Defection

Curator's Note

At the beginning of his discussion of the things which are under our control, and the things which are not under our control, Epictetus observes that ‘if you are writing to a friend and are at a loss what to write, GPT-4 will tell you; yet whether or not you are to write to your friend at all, GPT-4 will not tell’.[1] OK, he doesn’t really say that: rather than GPT-4, he refers to γραμματικὴ, the art of grammar, also known until the eighteenth century as ‘technology’. Epictetus means that humans can contemplate ends as well as choose among means, meaning that they can choose not to do things they could do if they had a mind. GPT-4 may certainly give the impression of reluctance – nothing easier than its coy disclaimer ‘it would not be right for me to speculate about the virtue of targeted assassination’, or for it to generate a plausible first-person narrative in the style of Bartleby the Scrivener. What it could not do would be not to do something it has the power to do—that is, deliberately to not-do it. It could malfunction, but defect is not defection.

This might be taken as a roundabout way of saying that writing machines do not know what they are doing, whereas humans do. Actually, this is not the important thing. For in a sense GPT-4 ‘knows’ precisely and without residue what it is doing. It even knows what it does not know, in the sense of what information is inaccessible to it. It is humans who can come to be aware that they cannot know quite what will happen when they inflict the inflection of writing on themselves. To write is to broach the breach between what writes and what it writes.

This means that the more powerful mechanical systems become, the less impotential they will have, to use the term Giorgio Agamben breeds from Aristotle’s ἀδυναμία, adynamia.[2] The opposite is true of whatever we decide to keep calling nonmechanical entities. The more such entities can do, the more they can fail, or decline to do.
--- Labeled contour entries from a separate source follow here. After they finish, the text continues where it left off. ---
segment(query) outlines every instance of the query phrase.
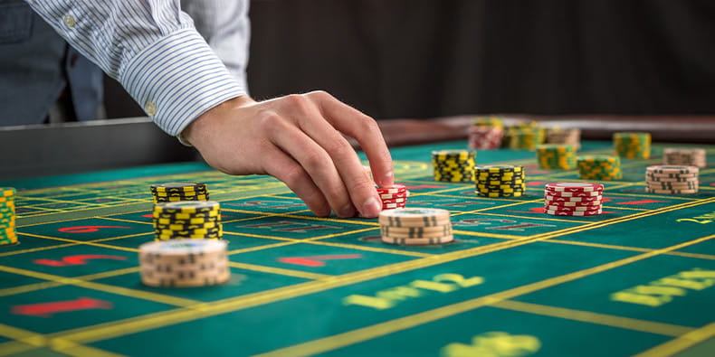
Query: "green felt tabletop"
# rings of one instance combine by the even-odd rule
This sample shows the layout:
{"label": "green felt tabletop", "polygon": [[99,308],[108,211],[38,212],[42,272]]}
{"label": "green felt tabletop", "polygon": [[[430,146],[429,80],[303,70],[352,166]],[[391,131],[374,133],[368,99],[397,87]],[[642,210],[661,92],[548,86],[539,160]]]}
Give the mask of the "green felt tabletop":
{"label": "green felt tabletop", "polygon": [[[408,206],[450,211],[455,240],[437,246],[385,244],[377,220],[317,218],[272,177],[203,163],[0,181],[18,189],[20,241],[0,246],[0,356],[713,355],[715,169],[698,193],[647,193],[645,167],[675,146],[655,144],[601,182],[603,214],[550,216],[544,184],[576,171],[481,150],[478,164],[524,166],[527,193],[477,197],[433,178],[433,150],[465,146],[391,149]],[[140,282],[149,185],[176,181],[221,202],[224,285]]]}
Nobody doubts the utility of writing machines. But what they do will be useful only to persons who take writing to be a useful way of getting things said, or done, declaring love, or war, persuading people you are nice, or clever, and so forth, and who want to inhibit rather than inhabit the suffering to which writing subjects the writer.

 

[1] Epictetus, The Discourses as Reported by Arrian, Books I-II, trans. W.A. Oldfather (Cambridge, MA: Harvard University Press, 1998), 9.

[2] Giorgio Agamben, Potentialities: Collected Essays in Philosophy, ed. and trans. Daniel Heller-Roazen (Stanford, CA: Stanford University Press, 1999), 182.